In the last post you saw how the Fluid Framework ordering service works as well as how to run the service. Clients send messages to the service which stamps them with a sequence number and minimum sequence number and then broadcasts them to clients. This operation log is all a client needs to join the collaboration. But by creating snapshots of the log Fluid can dramatically decrease both load times as well as the amount of data required to send to clients.
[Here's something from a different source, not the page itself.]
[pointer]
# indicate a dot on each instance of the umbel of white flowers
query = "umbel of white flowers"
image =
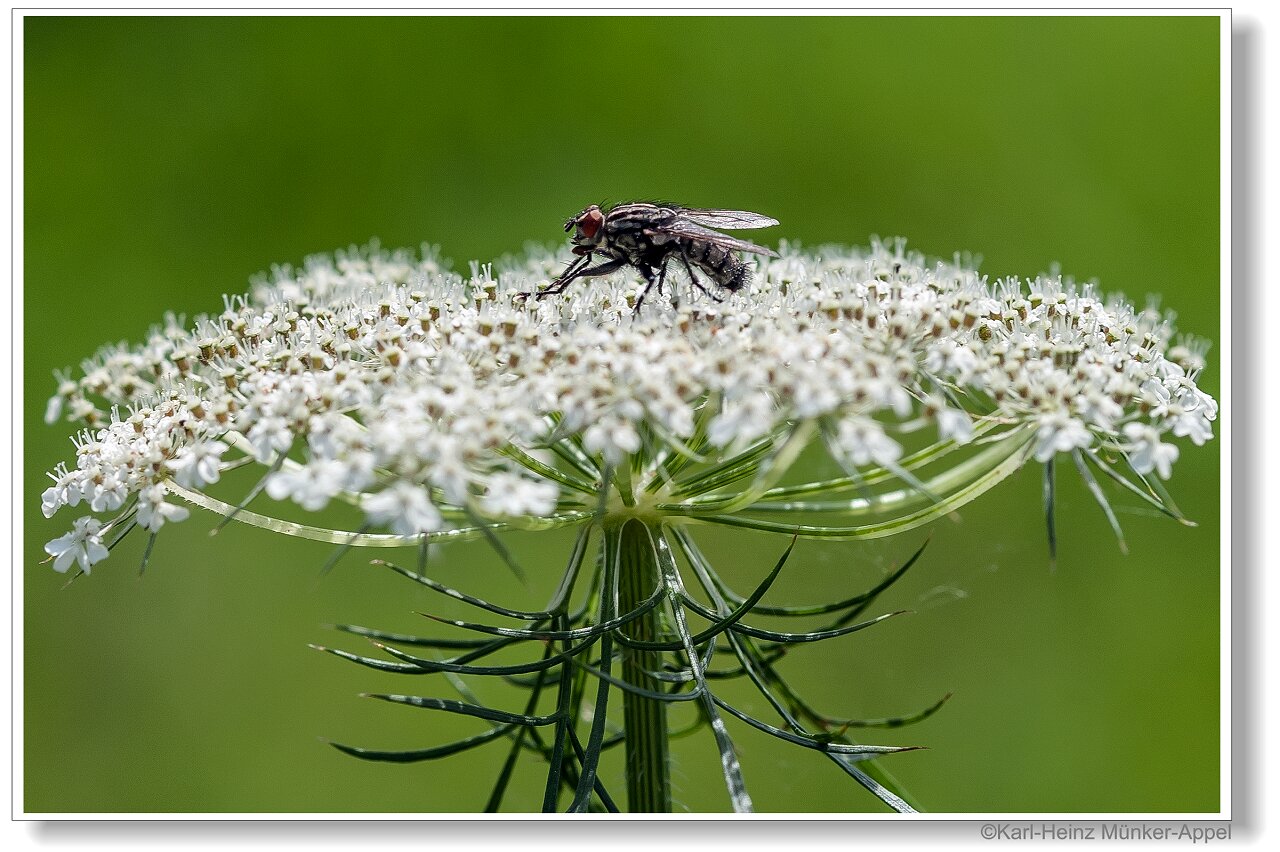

Although having to play through the entire log can still be fast it comes with some serious disadvantages. The major one is being able to do virtualized loads of a document. If all you need to look at is the fifth slide or the tenth page it would be nice to only send that data to the client in the initial payload and allow them to still collaborate. With the entire op log you’d need to send and then process all ops to load this data. In addition op logs can get large. You can compress them to mitigate some of this but if the actual file contents is 0 bytes — because you typed out a big document and then decided to start over and deleted it all — you’d like to only pull in 0 bytes. The less data you’re required to download and process the quicker pixels can get on the screen and the faster a user can get to collaborating with others.
Supporting those scenarios listed above and having fast loads with low-latency collaboration were design goals of Fluid from the beginning. We knew we wanted to be able to snapshot our logs but didn’t know exactly how to do it. The system that ended up influencing us the most was one we were using every day: Git.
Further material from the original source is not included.